Small business award flexibility ‘should be explored’

Employers have resurrected the idea of award flexibility for small business as a way to encourage hiring as part of post-pandemic reforms.

The Council of Small Business Organisations Australia and Australian Industry Group urged the Morrison government to reconsider workplace reforms proposed by the Productivity Commission as part of any recovery, including enterprise contracts that allow employers access to award flexibilities without negotiation.

Former Productivity Commission chairman Peter Harris previously expressed disappointment the government did not pick up his suggested IR reforms. Alex Ellinghausen

The proposals come as the Morrison government appointed former Productivity Commission chairman Peter Harris as chief executive of the COVID-19 commission, the body headed by Nev Power that is expected to advise on the economy’s recovery plan.

Mr Harris headed a two-year inquiry into the workplace relations system in 2015 under the Abbott government but was disappointed by the Coalition’s failure to pick up the inquiry’s extensive recommendations.

COSBOA chief executive Peter Strong said one of the inquiry’s key ideas of the “enterprise contract” deserved reconsideration as it was analogous to a small business award.

“What [the commission] is proposing is like another version of that,” he said.

“People need to know there is a difference between a small business and a big business when it comes to employment.”

The contract was seen as a way for small businesses who lack resources to bargain enterprise agreements to vary award conditions such as strict roster conditions for part-timers.

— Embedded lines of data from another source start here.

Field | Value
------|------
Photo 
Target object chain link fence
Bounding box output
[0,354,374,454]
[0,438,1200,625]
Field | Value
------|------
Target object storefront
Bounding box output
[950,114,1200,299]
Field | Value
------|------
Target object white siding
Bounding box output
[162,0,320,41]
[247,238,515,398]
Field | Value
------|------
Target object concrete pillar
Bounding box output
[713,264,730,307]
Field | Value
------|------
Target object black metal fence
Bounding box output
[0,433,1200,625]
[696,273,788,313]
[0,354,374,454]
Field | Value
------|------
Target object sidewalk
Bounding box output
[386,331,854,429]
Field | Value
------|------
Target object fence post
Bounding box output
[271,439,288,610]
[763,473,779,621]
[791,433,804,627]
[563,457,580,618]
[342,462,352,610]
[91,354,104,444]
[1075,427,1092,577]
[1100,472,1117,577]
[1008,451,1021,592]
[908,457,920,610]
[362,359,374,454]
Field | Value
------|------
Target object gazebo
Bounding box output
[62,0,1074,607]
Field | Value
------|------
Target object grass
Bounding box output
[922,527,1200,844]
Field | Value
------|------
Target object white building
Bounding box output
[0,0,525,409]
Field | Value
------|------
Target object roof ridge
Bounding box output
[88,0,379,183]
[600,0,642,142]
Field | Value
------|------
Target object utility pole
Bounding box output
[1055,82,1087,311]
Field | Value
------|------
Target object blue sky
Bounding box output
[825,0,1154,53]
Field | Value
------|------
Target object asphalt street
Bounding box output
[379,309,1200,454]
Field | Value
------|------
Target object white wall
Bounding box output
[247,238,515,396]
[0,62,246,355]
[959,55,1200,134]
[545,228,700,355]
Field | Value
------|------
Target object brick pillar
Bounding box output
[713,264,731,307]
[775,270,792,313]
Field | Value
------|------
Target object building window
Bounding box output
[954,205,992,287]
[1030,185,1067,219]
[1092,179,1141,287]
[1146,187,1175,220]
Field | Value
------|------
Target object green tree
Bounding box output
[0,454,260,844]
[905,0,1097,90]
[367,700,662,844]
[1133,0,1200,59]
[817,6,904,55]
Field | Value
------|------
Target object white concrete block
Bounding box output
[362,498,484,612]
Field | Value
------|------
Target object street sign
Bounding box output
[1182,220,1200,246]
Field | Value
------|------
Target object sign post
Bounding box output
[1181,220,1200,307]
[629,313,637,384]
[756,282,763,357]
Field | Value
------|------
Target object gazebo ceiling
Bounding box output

Employers could impose the contract on groups of employees as a condition of the job, without negotiation. However, employees could exit the contract after 12 months.

The contracts could not disadvantage employees but they also did not have to be put through the Fair Work Commission for approval. Instead, they would be made public to allow scrutiny by third parties.

Mr Strong likened the enterprise contract to his idea of allowing employers with less than 20 employees to engage staff under an special award “of just five pages” with easy to understand rates of pay and conditions.

He said when small business was facing the brunt of the pandemic lockdown they “should have been able to pivot straight away, keep their staff, change their hours and do whatever they needed to do to stay open”.

“That should already be in the award,” he said. “We’ve got to be ready for the next pandemic, or the next bushfire, whatever it’s going to be.”

Ai Group chief executive Innes Willox said that “the proposal for enterprise contracts is an interesting idea that should be explored, along with other proposals for simple and flexible employment arrangements”.

Australian Chamber of Commerce and Industry workplace relations director Scott Barklamb said workplace bargaining would be central to restarting the economy.

“Whether it’s the enterprise contract or another model, the mechanisms used by employers, employees and unions need to be appropriate to the size of the enterprise,” he said.

“We can’t afford to try to come out of this crisis without doing more to encourage enterprise productivity.”

Unions have negotiated temporary flexibilities in some awards during the pandemic to save jobs, including by allowing cuts to minimum hours and relaxing classifications.

But Australian Council of Trade Unions secretary Sally McManus warned that “Peter Strong and others are using this crisis as an opportunity to try and undermine worker’s rights even further”.

“They have no new ideas, just the same one they have had for the last 30 years – take away as many rights and protections for workers as they can get away with,” she said.

“They see this pandemic as an opportunity to try it on again. It’s shameful, and the Morrison Government should call it out.”

The government has appointed former ACTU secretary Greg Combet to lead the COVID-19 commission’s IR focus and he also heads an IR working group that includes former Fair Work Commission members Graeme Watson and Jennifer Acton and Maurice Blackburn principal Josh Bornstein and Clayton Utz partner Saul Harben.

Employers have been campaigning to change the century-old award system as part of flagged deregulation in a post-pandemic economy by either calling for it to be simplified or scrapped.

Mr Willox said “many standard clauses in awards are very similar and could be readily replaced with legislative provisions”.

“Possible examples are: annual leave, personal/carer’s leave, public holidays, redundancy pay, notice of termination, consultation, dispute resolution, flexibility agreements and requests for flexible work arrangements.”

Australian Mines and Metals Association chief executive Steve Knott noted Australia was the only country in the world with an award system after New Zealand scrapped theirs in the 1990s.

“Australia can do better than having 122 so-called ‘modern’ awards with over two million words that most normal people don’t read or have any interest in.”